Charles separó mis piernas con cuidado y después, se deslizó con delicadeza dentro de mí, yo lo recibí encantada y gustosa. Él se empezó a mover con cuidado y despacio, moviéndome a mí con delicadeza y después, yo solita me movía al compás de nuestro encuentro, él me regalaba tiernos y apasionados besos, mientras me hacía el amor y eso intensificaba más las sensaciones y todo lo que me hacía sentir. Me corría una y otra vez, alcanzando en cada orgasmo una estrella del cielo y volviendo a la tierra, era una sensación, única, perfecta y maravillosa, hasta que ambos alcanzamos el cielo en un último orgasmo tierno y embriagador. Permanecí así en los brazos de Charles y él me mantuvo pegada a él hasta que ambos nos calmamos.
—Vale, esto ha sido maravilloso, es lo mejor de estar en una relación con mi modelo—dijo riéndose—lo que pasará después de cada sesión de trabajo.
—Pues claro, con algo tienes que pagarme amor—me reí con él—porque toda modelo cobra por su trabajo y yo, con esto me doy por bien pagada.

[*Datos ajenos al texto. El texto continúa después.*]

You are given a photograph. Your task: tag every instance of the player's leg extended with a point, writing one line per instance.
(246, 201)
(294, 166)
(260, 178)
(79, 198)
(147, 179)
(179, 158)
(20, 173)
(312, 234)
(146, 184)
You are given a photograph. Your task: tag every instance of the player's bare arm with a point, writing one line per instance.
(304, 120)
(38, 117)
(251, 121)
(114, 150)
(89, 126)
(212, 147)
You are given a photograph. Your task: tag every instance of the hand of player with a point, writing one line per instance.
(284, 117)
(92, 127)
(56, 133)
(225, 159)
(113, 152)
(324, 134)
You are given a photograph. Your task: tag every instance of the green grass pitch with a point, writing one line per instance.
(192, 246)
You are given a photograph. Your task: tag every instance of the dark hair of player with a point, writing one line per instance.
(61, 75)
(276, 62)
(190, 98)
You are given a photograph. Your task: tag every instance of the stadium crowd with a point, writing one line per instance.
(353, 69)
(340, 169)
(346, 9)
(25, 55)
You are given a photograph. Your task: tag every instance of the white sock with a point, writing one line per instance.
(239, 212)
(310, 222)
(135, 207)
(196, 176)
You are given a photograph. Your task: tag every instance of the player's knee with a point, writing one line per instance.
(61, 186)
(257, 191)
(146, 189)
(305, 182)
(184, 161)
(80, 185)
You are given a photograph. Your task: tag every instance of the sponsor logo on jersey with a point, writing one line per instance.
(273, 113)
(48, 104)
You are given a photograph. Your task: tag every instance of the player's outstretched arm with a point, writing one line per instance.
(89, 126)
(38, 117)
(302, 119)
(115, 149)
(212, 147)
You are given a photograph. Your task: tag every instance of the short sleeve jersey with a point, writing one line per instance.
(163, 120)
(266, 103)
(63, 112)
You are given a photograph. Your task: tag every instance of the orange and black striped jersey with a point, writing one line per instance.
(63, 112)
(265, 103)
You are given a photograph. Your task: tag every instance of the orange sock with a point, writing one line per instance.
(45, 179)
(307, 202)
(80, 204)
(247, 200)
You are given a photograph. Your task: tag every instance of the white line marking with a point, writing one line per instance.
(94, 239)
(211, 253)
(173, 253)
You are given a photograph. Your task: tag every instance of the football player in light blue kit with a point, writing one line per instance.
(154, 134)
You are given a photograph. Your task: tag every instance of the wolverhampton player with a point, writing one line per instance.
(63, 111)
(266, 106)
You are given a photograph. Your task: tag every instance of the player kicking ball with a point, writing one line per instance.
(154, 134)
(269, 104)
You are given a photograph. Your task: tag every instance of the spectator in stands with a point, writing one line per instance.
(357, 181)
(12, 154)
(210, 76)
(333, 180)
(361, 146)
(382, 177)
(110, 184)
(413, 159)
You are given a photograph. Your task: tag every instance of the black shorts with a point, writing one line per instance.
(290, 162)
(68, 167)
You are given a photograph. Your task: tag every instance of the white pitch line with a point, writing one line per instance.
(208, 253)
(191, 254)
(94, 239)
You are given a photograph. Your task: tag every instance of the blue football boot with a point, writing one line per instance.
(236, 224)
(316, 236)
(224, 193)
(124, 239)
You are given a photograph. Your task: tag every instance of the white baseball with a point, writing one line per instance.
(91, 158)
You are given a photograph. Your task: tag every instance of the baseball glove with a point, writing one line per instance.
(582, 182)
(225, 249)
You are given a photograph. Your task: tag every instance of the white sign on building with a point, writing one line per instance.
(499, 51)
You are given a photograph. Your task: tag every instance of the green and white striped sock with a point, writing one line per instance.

Charles y yo, nos levantamos para cambiarnos y recomponernos y justo cuando salimos del estudio de trabajo de Charles, sonó su celular y pude ver que el rey, su padre lo estaba llamando y él me miró un poco asustado antes de tomar la llamada, la cual terminó tomando en breve y al hacerlo rápidamente, se accionó el altavoz y se escuchó la voz enojada del rey.
—Charles, hijo, espero que ya hayas hablado con Valentina—le dijo el rey sin siquiera saludarlo—sobre lo que te dijo tu madre, ella tiene que darle una disculpa pública a Charlotte.